Putting people at the center

On January 15–16, 2026, Davide Giordano from the Internet Provider Service of the Vatican City’s Directorate of Telecommunications and Information Systems and a member of the Governorate’s Commission on Artificial Intelligence, took part in the conference “AI as Catalyst – Reimagining Medical Education and Workforce Development,” held at MIT (Massachusetts Institute of Technology) in Boston.

The initiative represented an opportunity for international dialogue on the role of artificial intelligence as an enabling factor not only from a technological standpoint, but above all as a lever for rethinking educational models and professional skills, starting with the healthcare sector. In this context, technology becomes an opportunity to consider on “what kind of professionals we are training” and how to prepare them to operate in healthcare systems that are increasingly complex and digitalized.

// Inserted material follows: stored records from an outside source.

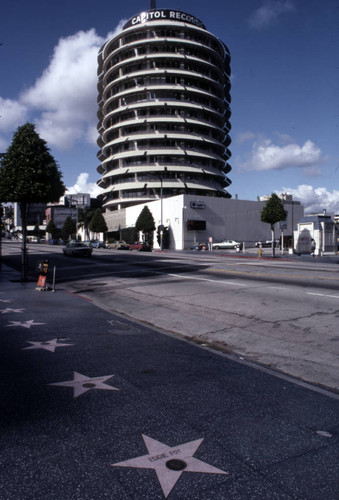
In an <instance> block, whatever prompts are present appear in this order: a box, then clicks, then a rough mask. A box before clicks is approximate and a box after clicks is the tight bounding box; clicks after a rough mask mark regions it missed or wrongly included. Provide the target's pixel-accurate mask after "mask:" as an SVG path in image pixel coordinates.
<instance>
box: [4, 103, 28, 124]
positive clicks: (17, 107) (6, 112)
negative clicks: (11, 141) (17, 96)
mask: <svg viewBox="0 0 339 500" xmlns="http://www.w3.org/2000/svg"><path fill="white" fill-rule="evenodd" d="M27 114H28V112H27V106H25V105H24V104H21V103H20V102H17V101H14V100H13V99H3V98H2V97H0V132H12V131H13V130H15V129H17V128H18V127H19V125H22V124H23V123H24V122H26V121H27Z"/></svg>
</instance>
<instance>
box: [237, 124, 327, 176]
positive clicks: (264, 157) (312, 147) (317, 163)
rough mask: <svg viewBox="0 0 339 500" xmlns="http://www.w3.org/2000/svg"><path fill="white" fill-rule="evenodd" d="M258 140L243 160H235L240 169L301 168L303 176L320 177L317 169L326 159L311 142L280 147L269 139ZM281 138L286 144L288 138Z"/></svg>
mask: <svg viewBox="0 0 339 500" xmlns="http://www.w3.org/2000/svg"><path fill="white" fill-rule="evenodd" d="M247 134H248V133H247ZM248 137H249V136H248ZM249 138H250V137H249ZM258 138H259V139H258V140H255V141H254V142H253V144H252V150H251V151H250V152H248V153H246V154H245V155H244V158H240V157H238V158H237V159H236V164H237V165H238V166H239V167H240V169H242V170H255V171H267V170H282V169H285V168H289V167H302V168H304V169H305V174H307V173H308V175H313V176H314V175H320V170H319V167H320V165H321V164H322V163H324V161H325V160H326V158H325V157H324V156H323V155H322V152H321V149H320V148H319V147H318V146H316V144H314V143H313V142H312V141H310V140H307V141H306V142H305V143H304V144H303V145H302V146H300V145H299V144H296V143H295V142H294V143H289V144H282V145H280V144H274V143H273V141H272V140H271V139H267V138H263V137H260V136H258ZM281 138H283V139H284V141H282V142H286V141H287V139H288V136H287V135H282V134H280V139H281Z"/></svg>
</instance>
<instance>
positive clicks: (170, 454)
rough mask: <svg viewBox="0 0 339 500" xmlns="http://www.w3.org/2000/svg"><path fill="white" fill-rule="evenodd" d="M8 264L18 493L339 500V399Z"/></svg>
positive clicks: (64, 497)
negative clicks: (41, 279) (57, 287)
mask: <svg viewBox="0 0 339 500" xmlns="http://www.w3.org/2000/svg"><path fill="white" fill-rule="evenodd" d="M18 279H19V275H18V274H17V273H15V272H14V271H13V270H11V269H9V268H6V267H4V266H3V265H2V267H1V268H0V301H1V302H0V309H1V314H0V329H1V335H0V344H1V346H0V349H1V350H0V352H1V364H0V373H1V378H0V380H1V402H2V404H1V409H0V422H1V429H2V432H1V437H0V443H1V451H2V453H1V459H0V476H1V481H0V497H1V498H3V499H4V500H5V499H6V500H33V499H34V500H52V499H53V500H93V499H95V500H104V499H105V500H107V499H109V500H161V499H164V498H168V499H169V500H179V499H180V500H182V499H185V500H212V499H213V500H225V499H231V500H238V499H239V500H245V499H246V500H247V499H248V498H252V499H258V500H259V499H260V500H261V499H263V498H269V499H277V500H283V499H284V500H288V499H295V498H303V499H312V500H316V499H319V500H320V499H323V498H326V500H336V499H337V498H338V491H339V462H338V461H337V460H336V459H335V457H337V456H338V453H339V433H338V430H339V398H336V397H335V395H333V396H331V395H327V394H326V393H325V391H324V392H315V391H313V390H310V389H308V388H307V387H306V386H301V385H296V384H294V383H293V382H292V381H289V380H288V378H287V377H281V378H280V377H276V376H274V375H273V374H272V373H269V371H268V370H261V369H260V368H254V367H251V366H249V365H246V364H243V363H239V362H237V361H236V360H234V359H231V358H229V357H227V356H223V355H220V354H216V353H214V352H213V351H210V350H209V349H203V348H201V347H198V346H195V345H192V344H190V343H187V342H184V341H182V340H178V339H176V338H174V337H172V336H169V335H165V334H160V333H158V332H157V331H156V330H154V329H152V328H148V327H146V326H143V325H141V324H138V323H134V322H131V321H129V320H127V319H125V318H122V317H120V316H117V315H115V314H111V313H108V312H107V311H104V310H102V309H100V308H98V307H96V306H95V305H94V304H93V303H91V301H89V300H85V299H84V298H83V297H81V296H79V295H77V294H70V293H68V292H67V291H65V290H62V289H56V291H55V292H43V291H39V290H36V284H35V283H34V282H26V283H21V282H20V281H17V280H18Z"/></svg>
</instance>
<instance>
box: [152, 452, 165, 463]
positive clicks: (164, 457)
mask: <svg viewBox="0 0 339 500" xmlns="http://www.w3.org/2000/svg"><path fill="white" fill-rule="evenodd" d="M163 458H168V455H166V453H161V455H155V456H154V457H148V460H149V461H150V462H156V461H157V460H161V459H163Z"/></svg>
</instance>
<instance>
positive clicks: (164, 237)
mask: <svg viewBox="0 0 339 500" xmlns="http://www.w3.org/2000/svg"><path fill="white" fill-rule="evenodd" d="M162 231H163V232H162V248H163V249H165V250H167V249H168V248H169V245H170V234H169V228H168V226H164V227H163V230H162ZM157 242H158V245H159V246H160V247H161V226H158V228H157Z"/></svg>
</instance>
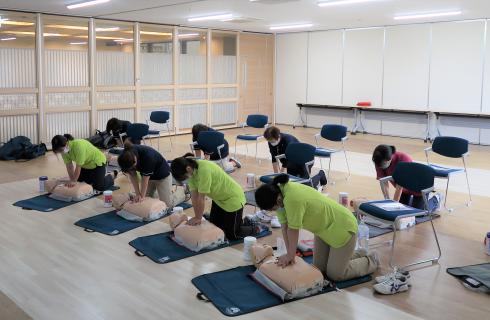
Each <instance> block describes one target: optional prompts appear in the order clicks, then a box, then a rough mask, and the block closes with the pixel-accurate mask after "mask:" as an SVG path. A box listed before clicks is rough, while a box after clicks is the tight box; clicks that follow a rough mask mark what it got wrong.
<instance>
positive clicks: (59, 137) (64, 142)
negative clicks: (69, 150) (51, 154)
mask: <svg viewBox="0 0 490 320" xmlns="http://www.w3.org/2000/svg"><path fill="white" fill-rule="evenodd" d="M69 140H74V138H73V136H72V135H71V134H68V133H65V134H64V135H59V134H58V135H55V136H54V137H53V139H51V148H52V149H53V152H55V153H56V152H61V149H63V148H64V147H66V144H67V143H68V141H69Z"/></svg>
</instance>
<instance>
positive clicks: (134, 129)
mask: <svg viewBox="0 0 490 320" xmlns="http://www.w3.org/2000/svg"><path fill="white" fill-rule="evenodd" d="M148 129H149V126H148V125H147V124H145V123H132V124H130V125H129V126H128V130H127V131H126V134H127V135H128V137H130V138H133V139H137V140H141V139H142V138H143V137H144V136H146V135H147V134H148Z"/></svg>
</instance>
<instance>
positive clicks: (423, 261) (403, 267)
mask: <svg viewBox="0 0 490 320" xmlns="http://www.w3.org/2000/svg"><path fill="white" fill-rule="evenodd" d="M397 221H398V219H396V220H395V221H394V222H393V244H392V246H391V254H390V267H391V268H393V269H398V270H404V269H406V268H408V267H411V266H415V265H418V264H422V263H428V262H431V263H432V264H435V263H437V262H438V261H439V259H440V258H441V255H442V251H441V246H440V244H439V238H438V237H437V233H436V229H435V227H434V223H433V219H432V214H430V223H431V226H432V232H433V234H434V239H435V240H436V245H437V251H438V255H437V257H434V258H429V259H426V260H419V261H416V262H413V263H410V264H407V265H404V266H402V267H399V266H395V265H394V263H393V260H394V253H395V239H396V224H397Z"/></svg>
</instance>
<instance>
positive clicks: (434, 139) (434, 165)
mask: <svg viewBox="0 0 490 320" xmlns="http://www.w3.org/2000/svg"><path fill="white" fill-rule="evenodd" d="M468 144H469V143H468V140H465V139H462V138H458V137H436V138H435V139H434V142H433V143H432V147H429V148H426V149H424V151H425V157H426V159H427V164H428V165H429V166H431V167H432V168H434V170H435V172H436V178H439V179H446V180H447V183H446V196H445V197H444V207H445V208H446V210H448V211H453V209H452V208H447V206H446V203H447V194H448V191H449V180H450V178H451V176H452V175H453V174H456V173H462V172H464V173H465V175H466V185H467V187H468V197H469V201H468V202H467V203H466V205H467V206H470V205H471V190H470V181H469V179H468V171H467V169H466V160H465V159H466V157H467V156H468V155H469V154H470V153H469V151H468ZM431 151H432V152H434V153H437V154H439V155H441V156H444V157H448V158H461V159H462V160H463V168H449V167H444V166H440V165H437V164H431V163H430V162H429V153H430V152H431Z"/></svg>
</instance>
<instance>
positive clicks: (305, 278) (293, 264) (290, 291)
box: [252, 244, 327, 300]
mask: <svg viewBox="0 0 490 320" xmlns="http://www.w3.org/2000/svg"><path fill="white" fill-rule="evenodd" d="M252 256H253V261H254V264H255V266H256V267H257V270H256V271H255V272H254V274H253V278H254V279H255V280H256V281H258V282H259V283H261V284H262V285H264V286H265V287H266V288H268V289H269V290H270V291H272V292H273V293H274V294H276V295H278V296H279V297H280V298H281V299H282V300H291V299H295V298H300V297H307V296H310V295H313V294H316V293H318V292H320V291H322V290H323V288H324V286H325V285H326V284H327V283H326V281H325V279H324V278H323V275H322V273H321V272H320V270H318V269H317V268H315V267H314V266H313V265H311V264H308V263H306V262H305V261H304V260H303V259H302V258H300V257H295V260H294V261H295V263H294V264H291V265H289V266H287V267H284V268H283V267H280V266H279V265H278V264H277V263H276V258H275V257H274V255H273V251H272V247H270V246H267V245H258V244H257V245H254V246H252Z"/></svg>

The proceedings opened with a keynote by Professor Leo Anthony Celi, a member of MIT Critical Data, who emphasized how artificial intelligence can act as a facilitating tool on a technical level, but above all as a catalyst for a profound rethinking of educational pathways.

From the outset, a clear vision emerged: while certain cognitive functions can be supported or automated, education can no longer be limited to the acquisition of technical instructions, information or operational protocols. Instead, it must evolve to strengthen what remains central to professional practice.

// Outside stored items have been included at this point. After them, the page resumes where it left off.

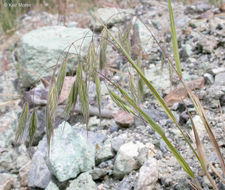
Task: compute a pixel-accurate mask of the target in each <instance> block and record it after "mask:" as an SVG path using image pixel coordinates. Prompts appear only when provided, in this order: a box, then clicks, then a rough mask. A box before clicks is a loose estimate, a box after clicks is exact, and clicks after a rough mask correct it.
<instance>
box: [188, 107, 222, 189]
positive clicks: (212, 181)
mask: <svg viewBox="0 0 225 190" xmlns="http://www.w3.org/2000/svg"><path fill="white" fill-rule="evenodd" d="M185 107H186V105H185ZM186 110H187V112H188V115H189V118H190V121H191V126H192V130H193V132H194V136H195V143H196V147H197V152H198V155H199V162H200V164H201V167H202V169H203V170H204V172H205V173H206V176H207V178H208V179H209V181H210V183H211V185H212V186H213V189H215V190H217V189H218V188H217V186H216V184H215V183H214V181H213V179H212V177H211V175H210V174H209V172H208V170H207V161H206V158H205V154H204V149H203V145H202V143H201V141H200V138H199V135H198V132H197V130H196V127H195V124H194V122H193V119H192V116H191V114H190V112H189V111H188V109H187V107H186Z"/></svg>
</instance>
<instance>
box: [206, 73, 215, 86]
mask: <svg viewBox="0 0 225 190" xmlns="http://www.w3.org/2000/svg"><path fill="white" fill-rule="evenodd" d="M204 79H205V82H206V84H213V83H214V78H213V76H212V75H211V74H209V73H205V74H204Z"/></svg>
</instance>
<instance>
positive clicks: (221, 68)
mask: <svg viewBox="0 0 225 190" xmlns="http://www.w3.org/2000/svg"><path fill="white" fill-rule="evenodd" d="M223 72H225V67H219V68H213V69H210V70H209V71H208V73H210V74H212V75H213V76H215V75H217V74H219V73H223Z"/></svg>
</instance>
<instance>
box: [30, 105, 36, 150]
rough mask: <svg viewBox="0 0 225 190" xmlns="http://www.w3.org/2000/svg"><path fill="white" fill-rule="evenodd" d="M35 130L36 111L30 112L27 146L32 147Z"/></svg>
mask: <svg viewBox="0 0 225 190" xmlns="http://www.w3.org/2000/svg"><path fill="white" fill-rule="evenodd" d="M36 130H37V115H36V110H35V109H34V110H33V111H32V114H31V117H30V123H29V145H30V146H31V145H32V142H33V139H34V135H35V132H36Z"/></svg>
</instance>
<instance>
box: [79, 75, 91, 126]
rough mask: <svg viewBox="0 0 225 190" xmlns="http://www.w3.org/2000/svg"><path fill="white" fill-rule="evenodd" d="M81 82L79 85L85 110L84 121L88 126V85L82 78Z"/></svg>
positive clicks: (84, 114)
mask: <svg viewBox="0 0 225 190" xmlns="http://www.w3.org/2000/svg"><path fill="white" fill-rule="evenodd" d="M79 82H80V83H79V85H78V93H79V99H80V103H81V107H82V111H83V117H84V121H85V123H86V126H87V127H88V118H89V102H88V91H87V85H86V84H85V81H84V80H82V79H81V80H80V81H79Z"/></svg>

During the first day, the diversity of participants—coming from different fields yet sharing decision-making and relational responsibilities of their professions —found expression in three thematic workshops. The working groups were encouraged to question standardized or traditionally conceived educational paradigms, highlighting their limitations when faced with the complexity of real-world contexts. The discussions led to a renewed appreciation of skills often considered “soft” or “transversal,” such as listening, managing uncertainty, collaboration, and empathy—understood not as innate qualities, but as professional competencies that can and must be cultivated through appropriate training pathways.

The second day, held at MIT’s historic campus, was devoted to a synthesis aimed at translating the considerations that had emerged into concrete action. The shared goal was to transform the debate into practical guidelines that could be immediately applied within participants’ respective contexts.

Overall, the experience confirmed that putting people at the center is not an abstract ethical stance, but a precise educational choice: investing in competencies that require practice, experience and shared reflection. Education thus emerges as an invisible yet decisive infrastructure, capable of supporting any innovative practice and of preparing professionals who can integrate technology without delegating the meaning of their decisions.

The adoption of artificial intelligence, in healthcare as in other fields, makes a rethinking of educational models inevitable. It is not a matter of choosing between technology and humanity, but of training professionals capable of binding both, through learning communities and interdisciplinary pathways.